Direct detection of odd-frequency superconductivity via time- and angle-resolved photoelectron fluctuation spectroscopy

We propose a measurement scheme to directly detect odd-frequency superconductivity via time- and angle-resolved photoelectron fluctuation spectroscopy. The scheme includes two consecutive nonoverlapping probe pulses applied to a superconducting sample. The photoemitted electrons are collected in a momentum-resolved fashion. Correlations between signals with opposite momenta are analyzed. Remarkably, these correlations are directly proportional to the absolute square of the time-ordered anomalous Green's function of the superconductor.
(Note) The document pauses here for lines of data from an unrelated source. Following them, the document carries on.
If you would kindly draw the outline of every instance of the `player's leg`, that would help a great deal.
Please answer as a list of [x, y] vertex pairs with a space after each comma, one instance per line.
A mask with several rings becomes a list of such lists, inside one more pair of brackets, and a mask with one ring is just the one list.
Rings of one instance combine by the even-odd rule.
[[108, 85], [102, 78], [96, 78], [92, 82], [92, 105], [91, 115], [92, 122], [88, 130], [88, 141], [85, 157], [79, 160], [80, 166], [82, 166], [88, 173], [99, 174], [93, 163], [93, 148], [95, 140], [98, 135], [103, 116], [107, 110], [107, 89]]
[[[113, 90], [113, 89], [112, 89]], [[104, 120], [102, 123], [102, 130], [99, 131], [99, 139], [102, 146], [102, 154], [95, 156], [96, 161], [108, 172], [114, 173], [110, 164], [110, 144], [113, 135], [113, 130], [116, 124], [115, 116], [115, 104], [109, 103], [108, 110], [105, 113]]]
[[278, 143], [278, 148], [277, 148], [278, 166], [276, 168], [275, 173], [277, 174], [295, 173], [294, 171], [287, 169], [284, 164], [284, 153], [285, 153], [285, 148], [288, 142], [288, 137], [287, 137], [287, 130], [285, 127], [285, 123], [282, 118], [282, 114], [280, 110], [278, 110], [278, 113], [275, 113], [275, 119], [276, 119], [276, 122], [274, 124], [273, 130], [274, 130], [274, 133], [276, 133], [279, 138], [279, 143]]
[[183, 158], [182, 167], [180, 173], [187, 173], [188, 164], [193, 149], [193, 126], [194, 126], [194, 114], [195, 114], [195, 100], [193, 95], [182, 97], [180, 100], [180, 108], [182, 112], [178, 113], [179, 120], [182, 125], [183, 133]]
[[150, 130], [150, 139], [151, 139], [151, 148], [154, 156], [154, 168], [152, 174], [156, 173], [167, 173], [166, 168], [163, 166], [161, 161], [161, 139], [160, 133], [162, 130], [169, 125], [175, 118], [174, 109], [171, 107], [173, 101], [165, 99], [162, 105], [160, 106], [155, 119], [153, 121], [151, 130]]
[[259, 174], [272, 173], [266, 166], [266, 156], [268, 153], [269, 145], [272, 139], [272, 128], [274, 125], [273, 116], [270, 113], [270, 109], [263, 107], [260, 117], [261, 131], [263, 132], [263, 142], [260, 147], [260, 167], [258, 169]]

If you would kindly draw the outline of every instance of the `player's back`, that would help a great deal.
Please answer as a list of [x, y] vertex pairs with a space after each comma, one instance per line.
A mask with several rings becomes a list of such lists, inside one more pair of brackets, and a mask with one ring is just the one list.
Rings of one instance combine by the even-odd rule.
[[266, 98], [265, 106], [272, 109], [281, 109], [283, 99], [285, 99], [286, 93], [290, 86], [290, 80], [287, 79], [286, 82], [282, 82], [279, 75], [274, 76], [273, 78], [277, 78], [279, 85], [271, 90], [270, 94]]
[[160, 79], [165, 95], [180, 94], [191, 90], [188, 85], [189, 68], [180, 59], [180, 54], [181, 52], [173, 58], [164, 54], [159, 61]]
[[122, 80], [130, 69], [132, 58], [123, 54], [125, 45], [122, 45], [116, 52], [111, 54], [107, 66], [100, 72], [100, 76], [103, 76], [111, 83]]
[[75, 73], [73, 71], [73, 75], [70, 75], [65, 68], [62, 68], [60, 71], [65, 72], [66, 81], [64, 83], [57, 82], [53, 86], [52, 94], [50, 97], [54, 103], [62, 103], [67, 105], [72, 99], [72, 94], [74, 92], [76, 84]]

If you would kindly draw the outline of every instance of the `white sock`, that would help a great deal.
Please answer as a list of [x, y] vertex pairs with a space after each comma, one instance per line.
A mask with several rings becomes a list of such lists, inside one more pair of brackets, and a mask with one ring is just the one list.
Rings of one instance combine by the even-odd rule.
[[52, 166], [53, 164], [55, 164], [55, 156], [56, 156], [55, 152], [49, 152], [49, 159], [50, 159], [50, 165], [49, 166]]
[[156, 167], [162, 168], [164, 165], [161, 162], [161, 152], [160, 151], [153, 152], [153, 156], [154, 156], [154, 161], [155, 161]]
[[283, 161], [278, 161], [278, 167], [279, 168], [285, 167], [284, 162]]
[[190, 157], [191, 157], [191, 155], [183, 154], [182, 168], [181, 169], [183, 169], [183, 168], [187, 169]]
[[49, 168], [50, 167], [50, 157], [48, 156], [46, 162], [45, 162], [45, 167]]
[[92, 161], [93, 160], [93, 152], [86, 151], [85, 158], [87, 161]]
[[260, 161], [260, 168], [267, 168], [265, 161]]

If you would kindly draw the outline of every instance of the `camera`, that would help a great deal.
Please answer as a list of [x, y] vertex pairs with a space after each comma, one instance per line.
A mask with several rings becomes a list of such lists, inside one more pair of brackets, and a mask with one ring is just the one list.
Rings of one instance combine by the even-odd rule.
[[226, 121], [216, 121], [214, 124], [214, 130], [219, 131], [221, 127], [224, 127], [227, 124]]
This setup allows for the direct detection of the “hidden order parameter” of odd-frequency pairing. We illustrate this general scheme by analyzing the signal for the prototypical case of a two-band superconductor.

Figure 1

Schematic of the setup. The superconducting sample is subjected to two separate probe pulses $A$ and $B$ with their temporal envelopes centered at times $t_A$ and $t_B$, respectively. One possible detection event is the following one: The electron emitted due to pulse $A$ has momentum $\mathit{p}$ and is registered by detector 1, whereas the electron with momentum ${\mathit{p}}^{\prime }$ emitted due to the pulse $B$ is registered by detector 2.

Figure 2

Momentum dependence of odd (red), even (blue), and full signal (black) for the model of a two-band superconductor for (a) $t_B-t_A=10$ and (b) $t_B-t_A=40$. The odd part of the signal has one peak, whereas the even part has two peaks.

Figure 3

Time dependence of odd (red), even (blue), and full signal (black) for the model of a two-band superconductor at $p=p_{\max }+\delta p,\delta p/\tilde{p}=0.04$. The full signal is different for a different ordering of pulses $A$ and $B$ since they address different bands. The odd component changes its sign with the order of the band indices, whereas the even one does not.

Figure 4

The contour for integration over frequency.